Member 14971499 wrote:
Well, I have few books on problem solving. But how helpful are they when I have a problem with only one solution?
If you search for an answer to a problem and copy it, you have learned nothing. If you solve the problem on your own, you have learned something. It doesn't matter if 100,000 people have already solved that problem -- you used your problem solving abilities to produce a solution. You have expanded your own abilities, at least a bit, and proven that you can think. Plus, you now understand that bubble sort, and possibly why it works and why it's inefficient for large data sets. You appear to have a complete lack of understanding of what professional programmers do. The short answer is we solve business problems. It doesn't matter if the program is a game, a commercial web site, a management application, or an esoteric laboratory tool -- it's a business problem in the most basic terms.
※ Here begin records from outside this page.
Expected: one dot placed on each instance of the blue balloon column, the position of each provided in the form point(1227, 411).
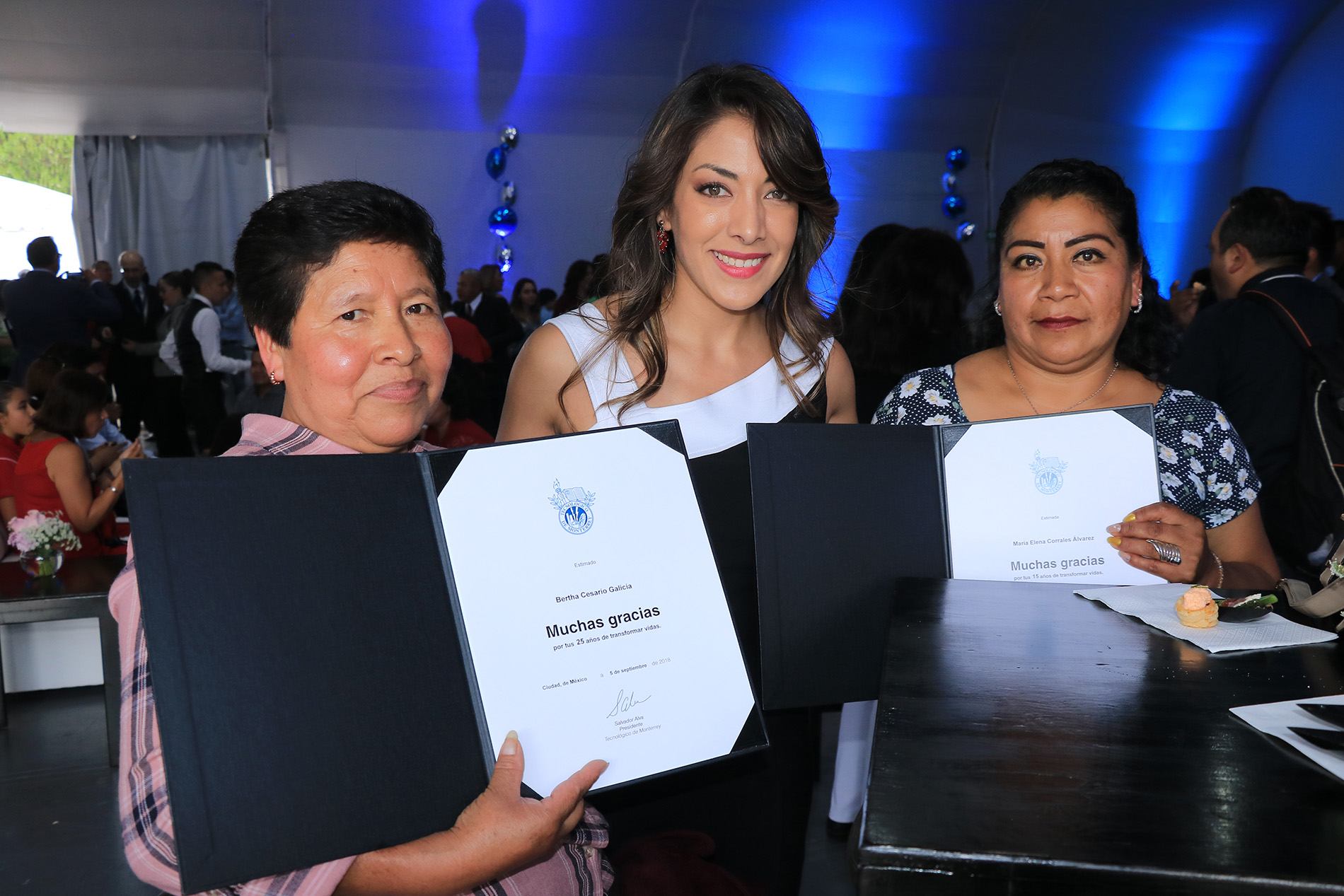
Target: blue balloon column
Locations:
point(954, 203)
point(503, 221)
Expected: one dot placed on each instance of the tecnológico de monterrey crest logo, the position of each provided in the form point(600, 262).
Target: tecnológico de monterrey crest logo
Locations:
point(1050, 473)
point(576, 507)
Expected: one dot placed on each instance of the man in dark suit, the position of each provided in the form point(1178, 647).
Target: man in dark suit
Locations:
point(134, 375)
point(1239, 355)
point(43, 308)
point(479, 304)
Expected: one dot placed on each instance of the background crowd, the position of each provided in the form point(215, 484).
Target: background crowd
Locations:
point(121, 364)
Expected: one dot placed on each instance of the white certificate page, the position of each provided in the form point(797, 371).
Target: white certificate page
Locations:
point(594, 612)
point(1030, 499)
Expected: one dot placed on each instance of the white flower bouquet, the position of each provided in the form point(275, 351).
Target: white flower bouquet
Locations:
point(42, 534)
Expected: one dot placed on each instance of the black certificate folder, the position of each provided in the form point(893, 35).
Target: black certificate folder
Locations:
point(842, 512)
point(316, 690)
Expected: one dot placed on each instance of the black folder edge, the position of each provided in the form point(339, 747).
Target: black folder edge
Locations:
point(1140, 415)
point(186, 772)
point(767, 562)
point(751, 739)
point(767, 559)
point(153, 552)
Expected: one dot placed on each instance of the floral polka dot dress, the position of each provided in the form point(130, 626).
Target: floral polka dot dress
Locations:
point(1203, 465)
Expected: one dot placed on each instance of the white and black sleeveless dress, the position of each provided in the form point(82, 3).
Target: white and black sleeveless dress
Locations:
point(755, 808)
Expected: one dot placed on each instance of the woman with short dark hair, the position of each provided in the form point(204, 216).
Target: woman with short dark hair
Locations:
point(52, 475)
point(576, 289)
point(908, 315)
point(340, 281)
point(1077, 322)
point(526, 306)
point(15, 428)
point(726, 200)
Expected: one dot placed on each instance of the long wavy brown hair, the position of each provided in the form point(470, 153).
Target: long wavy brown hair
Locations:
point(642, 277)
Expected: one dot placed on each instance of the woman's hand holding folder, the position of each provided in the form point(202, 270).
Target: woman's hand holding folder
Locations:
point(502, 832)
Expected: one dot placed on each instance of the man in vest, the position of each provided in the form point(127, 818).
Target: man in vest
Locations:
point(192, 351)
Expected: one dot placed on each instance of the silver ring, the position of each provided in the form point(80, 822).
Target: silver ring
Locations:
point(1166, 552)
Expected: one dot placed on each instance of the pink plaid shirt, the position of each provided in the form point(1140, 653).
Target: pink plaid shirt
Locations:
point(578, 868)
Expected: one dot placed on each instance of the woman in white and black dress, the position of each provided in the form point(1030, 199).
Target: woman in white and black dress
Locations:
point(724, 213)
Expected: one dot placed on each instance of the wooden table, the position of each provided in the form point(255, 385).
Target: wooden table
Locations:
point(1034, 742)
point(79, 591)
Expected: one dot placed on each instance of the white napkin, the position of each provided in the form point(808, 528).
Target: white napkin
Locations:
point(1276, 718)
point(1156, 605)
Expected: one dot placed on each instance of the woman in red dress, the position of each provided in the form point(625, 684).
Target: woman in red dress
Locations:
point(53, 476)
point(15, 425)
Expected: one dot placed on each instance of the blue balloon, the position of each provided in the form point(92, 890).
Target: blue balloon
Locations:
point(503, 221)
point(495, 163)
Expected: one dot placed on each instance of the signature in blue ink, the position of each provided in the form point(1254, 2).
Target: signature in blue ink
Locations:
point(624, 703)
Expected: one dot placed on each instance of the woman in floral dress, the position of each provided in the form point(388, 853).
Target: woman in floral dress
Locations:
point(1077, 324)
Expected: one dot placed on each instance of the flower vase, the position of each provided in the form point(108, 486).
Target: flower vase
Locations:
point(42, 563)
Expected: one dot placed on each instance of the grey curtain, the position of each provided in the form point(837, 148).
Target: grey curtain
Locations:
point(176, 200)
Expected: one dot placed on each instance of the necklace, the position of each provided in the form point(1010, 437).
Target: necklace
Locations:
point(1072, 406)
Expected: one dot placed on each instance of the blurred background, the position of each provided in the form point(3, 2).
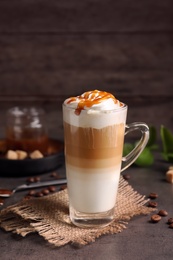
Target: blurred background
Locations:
point(50, 50)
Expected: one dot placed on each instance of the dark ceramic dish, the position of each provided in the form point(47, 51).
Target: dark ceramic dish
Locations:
point(28, 167)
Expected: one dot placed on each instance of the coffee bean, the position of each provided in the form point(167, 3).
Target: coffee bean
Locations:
point(45, 191)
point(163, 213)
point(155, 218)
point(170, 221)
point(39, 194)
point(27, 197)
point(52, 188)
point(33, 179)
point(153, 195)
point(63, 187)
point(171, 225)
point(152, 204)
point(1, 202)
point(126, 177)
point(36, 179)
point(53, 174)
point(30, 180)
point(31, 193)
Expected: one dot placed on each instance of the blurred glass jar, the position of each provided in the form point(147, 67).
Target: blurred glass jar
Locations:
point(26, 129)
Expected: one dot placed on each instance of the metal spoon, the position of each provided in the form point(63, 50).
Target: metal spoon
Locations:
point(7, 193)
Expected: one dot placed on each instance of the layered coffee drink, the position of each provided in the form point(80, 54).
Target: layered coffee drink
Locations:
point(94, 128)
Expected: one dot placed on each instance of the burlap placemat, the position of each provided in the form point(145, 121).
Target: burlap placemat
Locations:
point(49, 217)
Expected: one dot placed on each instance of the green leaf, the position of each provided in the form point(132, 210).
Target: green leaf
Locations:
point(170, 157)
point(152, 139)
point(146, 158)
point(128, 147)
point(167, 140)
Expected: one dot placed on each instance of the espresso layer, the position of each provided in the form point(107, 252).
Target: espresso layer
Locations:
point(93, 148)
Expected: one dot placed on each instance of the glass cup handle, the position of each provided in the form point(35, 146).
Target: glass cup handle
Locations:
point(134, 154)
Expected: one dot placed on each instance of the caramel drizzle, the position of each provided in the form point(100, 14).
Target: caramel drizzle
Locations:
point(90, 98)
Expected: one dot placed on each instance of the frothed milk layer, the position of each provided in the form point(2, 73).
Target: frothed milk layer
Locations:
point(83, 194)
point(94, 125)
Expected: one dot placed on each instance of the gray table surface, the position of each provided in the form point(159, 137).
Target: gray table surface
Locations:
point(141, 239)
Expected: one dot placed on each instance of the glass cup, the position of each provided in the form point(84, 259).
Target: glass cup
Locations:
point(26, 129)
point(93, 155)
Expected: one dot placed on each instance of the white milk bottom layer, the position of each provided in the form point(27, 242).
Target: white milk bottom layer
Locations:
point(92, 191)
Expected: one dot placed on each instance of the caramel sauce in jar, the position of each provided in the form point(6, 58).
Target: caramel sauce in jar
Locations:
point(26, 130)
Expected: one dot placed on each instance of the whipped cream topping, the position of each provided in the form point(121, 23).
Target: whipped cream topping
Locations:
point(96, 109)
point(93, 100)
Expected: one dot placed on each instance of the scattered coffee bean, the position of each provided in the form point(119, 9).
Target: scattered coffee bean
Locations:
point(31, 193)
point(1, 202)
point(30, 180)
point(39, 194)
point(155, 218)
point(163, 213)
point(36, 179)
point(126, 177)
point(171, 225)
point(27, 197)
point(152, 204)
point(153, 195)
point(45, 191)
point(53, 174)
point(52, 188)
point(170, 221)
point(63, 187)
point(33, 179)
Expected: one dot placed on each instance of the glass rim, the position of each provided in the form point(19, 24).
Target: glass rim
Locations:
point(118, 109)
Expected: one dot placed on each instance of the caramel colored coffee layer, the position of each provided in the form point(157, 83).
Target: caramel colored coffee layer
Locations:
point(93, 148)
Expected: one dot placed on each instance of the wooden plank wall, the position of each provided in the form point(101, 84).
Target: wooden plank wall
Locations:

The programmer is paid to achieve a goal, not to solve complex problems and reach enlightenment. It's not always cool, it's not always sexy. Mostly it's not. Programming can be grunt work, frustrating grunt work. Sure, if I need a bubble sort, or a shell or quick sort -- I copy it. Or use a library. Why? Because I'm long past the learning stage and have written dozens of sorts to solve immediate problems. I learned those lessons decades ago and there is no value to my employer for me to write one. When I make pizza, I don't use a recipe. Why? Because I've made thousands of pizzas and I make one without having to think about what I'm doing. I solve the immediate problem (needing a pizza) using the tools (ingredients) I have at hand utilizing my experience.